Rep. Adam Schiff, D-Calif., said he has “little sympathy” for the “awkwardness” that his Republican colleagues may be experiencing after endorsing a candidate they have privately expressed serious concerns about, saying, “This is the monster they created. This is their Frankenstein.”
“They have been preaching a lot of the bile that we hear at the top of the ticket,” Schiff said at a Thursday discussion hosted by Politico at the Democratic National Convention in Philadelphia, saying that Republican lawmakers sing “a different song when they are meeting us in private.”
“But they created this, they encouraged this, and now they are expressing shock that it has taken over their party?” Schiff said incredulously.
Sen.

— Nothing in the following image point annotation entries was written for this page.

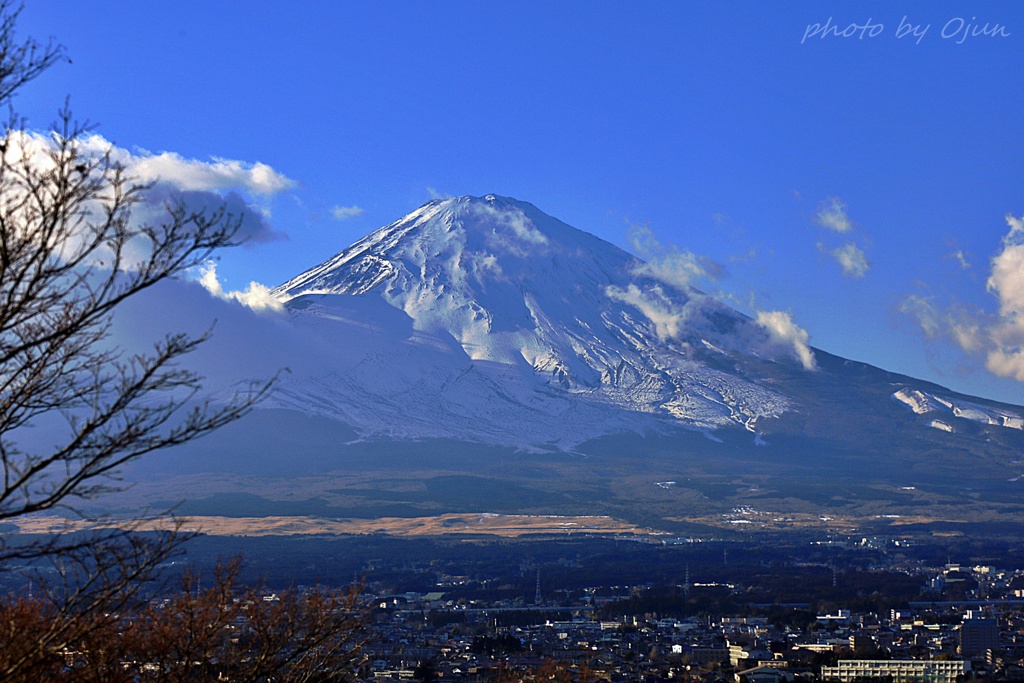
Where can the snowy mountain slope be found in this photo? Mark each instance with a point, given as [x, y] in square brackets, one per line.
[519, 330]
[479, 345]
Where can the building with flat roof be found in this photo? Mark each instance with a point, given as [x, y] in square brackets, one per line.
[897, 671]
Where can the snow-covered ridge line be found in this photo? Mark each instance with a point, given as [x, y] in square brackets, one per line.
[923, 402]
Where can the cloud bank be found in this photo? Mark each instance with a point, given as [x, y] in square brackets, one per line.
[199, 186]
[786, 334]
[996, 339]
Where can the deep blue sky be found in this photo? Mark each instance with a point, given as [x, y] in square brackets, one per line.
[715, 124]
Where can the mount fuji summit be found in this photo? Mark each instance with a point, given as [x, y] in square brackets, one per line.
[485, 318]
[480, 355]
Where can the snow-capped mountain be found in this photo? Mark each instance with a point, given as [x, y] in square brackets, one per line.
[485, 319]
[522, 330]
[480, 355]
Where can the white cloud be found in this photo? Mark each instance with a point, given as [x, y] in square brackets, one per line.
[998, 338]
[256, 296]
[513, 231]
[783, 332]
[216, 174]
[667, 317]
[962, 259]
[345, 212]
[671, 265]
[832, 215]
[207, 186]
[852, 259]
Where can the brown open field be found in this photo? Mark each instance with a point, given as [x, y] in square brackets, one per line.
[446, 524]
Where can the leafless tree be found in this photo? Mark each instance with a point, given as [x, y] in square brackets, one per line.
[222, 632]
[74, 407]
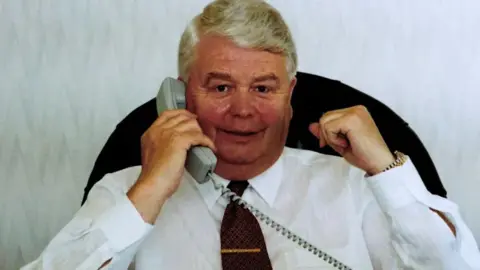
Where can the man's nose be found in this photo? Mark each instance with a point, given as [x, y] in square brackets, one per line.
[242, 104]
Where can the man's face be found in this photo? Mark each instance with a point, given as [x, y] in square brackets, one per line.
[242, 100]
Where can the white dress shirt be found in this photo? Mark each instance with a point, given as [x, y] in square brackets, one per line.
[379, 222]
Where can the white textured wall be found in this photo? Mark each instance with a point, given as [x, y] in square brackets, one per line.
[70, 70]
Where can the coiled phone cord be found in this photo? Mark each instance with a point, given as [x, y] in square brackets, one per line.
[275, 225]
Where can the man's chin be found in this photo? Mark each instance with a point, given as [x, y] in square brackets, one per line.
[237, 156]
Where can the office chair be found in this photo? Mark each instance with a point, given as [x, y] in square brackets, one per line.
[313, 95]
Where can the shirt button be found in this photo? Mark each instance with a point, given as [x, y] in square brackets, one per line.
[80, 227]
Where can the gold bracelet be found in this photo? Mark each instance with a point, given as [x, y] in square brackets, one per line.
[400, 159]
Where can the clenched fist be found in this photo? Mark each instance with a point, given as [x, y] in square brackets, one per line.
[353, 134]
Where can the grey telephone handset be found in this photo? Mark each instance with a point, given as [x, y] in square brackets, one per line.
[201, 163]
[200, 159]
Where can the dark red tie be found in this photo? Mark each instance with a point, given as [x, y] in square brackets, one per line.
[242, 242]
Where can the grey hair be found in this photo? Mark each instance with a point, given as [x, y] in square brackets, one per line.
[252, 24]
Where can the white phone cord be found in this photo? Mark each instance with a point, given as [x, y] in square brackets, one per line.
[284, 231]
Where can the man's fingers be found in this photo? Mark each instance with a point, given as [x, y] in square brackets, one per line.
[172, 114]
[335, 133]
[198, 138]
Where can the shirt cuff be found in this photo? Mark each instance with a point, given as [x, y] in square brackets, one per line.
[122, 225]
[397, 187]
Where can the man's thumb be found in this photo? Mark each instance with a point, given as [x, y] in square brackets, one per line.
[315, 129]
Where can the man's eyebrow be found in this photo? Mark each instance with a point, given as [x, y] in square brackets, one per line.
[227, 77]
[267, 77]
[217, 75]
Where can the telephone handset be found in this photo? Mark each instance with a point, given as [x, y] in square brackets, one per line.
[200, 159]
[201, 163]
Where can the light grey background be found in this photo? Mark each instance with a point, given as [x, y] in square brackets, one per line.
[70, 70]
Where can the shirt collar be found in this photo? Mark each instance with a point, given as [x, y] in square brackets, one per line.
[266, 185]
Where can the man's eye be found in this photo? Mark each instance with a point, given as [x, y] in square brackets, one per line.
[262, 89]
[221, 88]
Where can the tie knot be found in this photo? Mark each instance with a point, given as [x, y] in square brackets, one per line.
[238, 187]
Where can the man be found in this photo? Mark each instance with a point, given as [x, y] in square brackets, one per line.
[368, 209]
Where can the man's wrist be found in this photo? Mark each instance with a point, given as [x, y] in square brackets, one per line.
[381, 166]
[147, 198]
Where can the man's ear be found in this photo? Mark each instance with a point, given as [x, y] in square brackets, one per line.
[293, 82]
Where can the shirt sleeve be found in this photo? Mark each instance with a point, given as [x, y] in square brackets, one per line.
[402, 232]
[108, 226]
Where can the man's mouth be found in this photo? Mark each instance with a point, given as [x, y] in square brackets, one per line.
[239, 133]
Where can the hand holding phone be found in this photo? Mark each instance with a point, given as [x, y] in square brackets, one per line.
[165, 145]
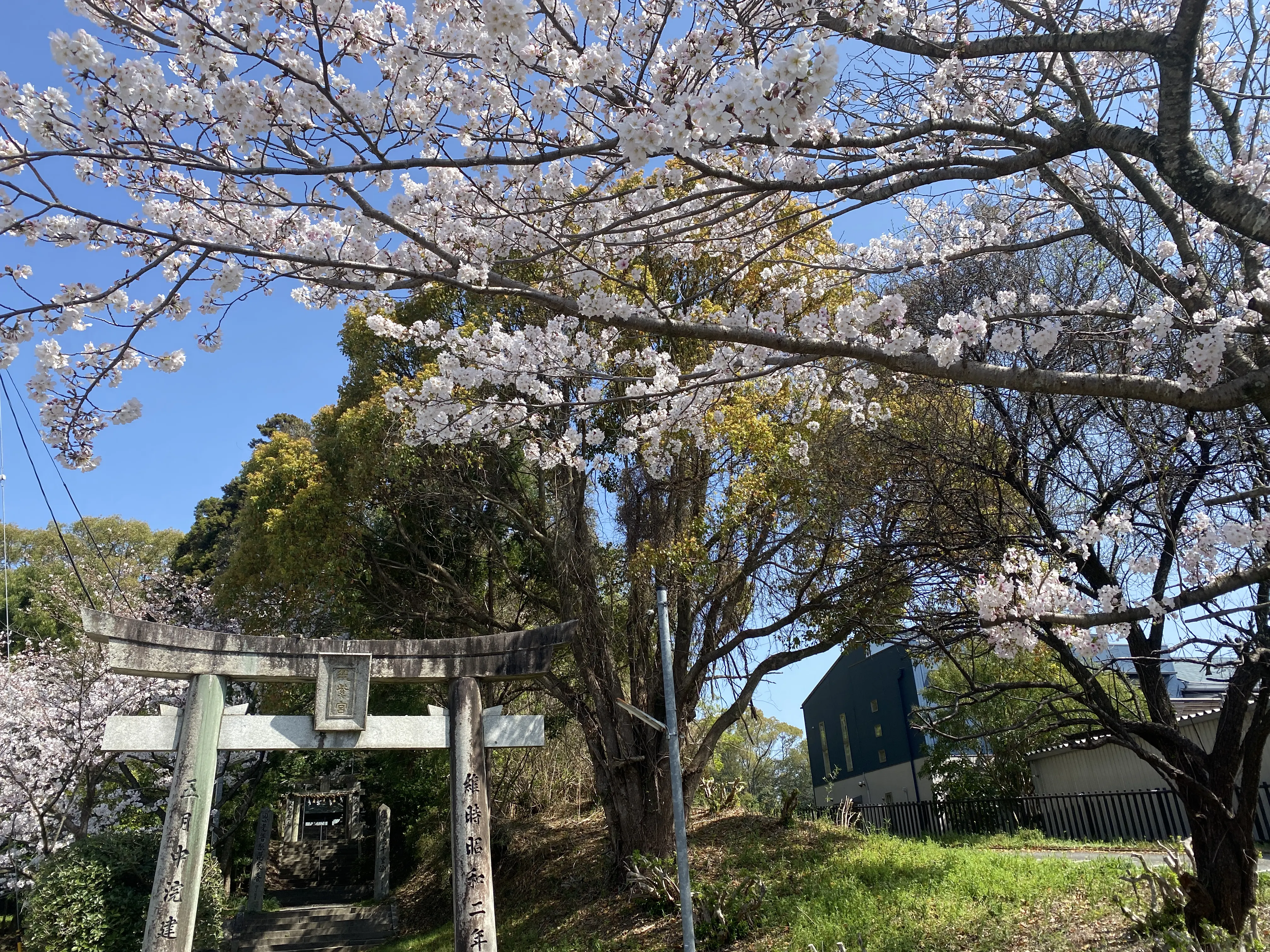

Chris Coons, D-Del., lamented that although many Republicans are afraid to publicly criticize their party’s nominee because they are “frankly concerned about their own electoral survival,” he described “Never Trump” leader Sen. Ben Sasse, R-Neb., as a “true conservative” for “courageously speaking out” against Trump.
“Literally, I think there are dozens of Republicans, at least in the Senate, who have expressed privately to me their grave concern that although [Trump] may have won their primaries, he does not reflect the values and traditions of their party,” Coons said.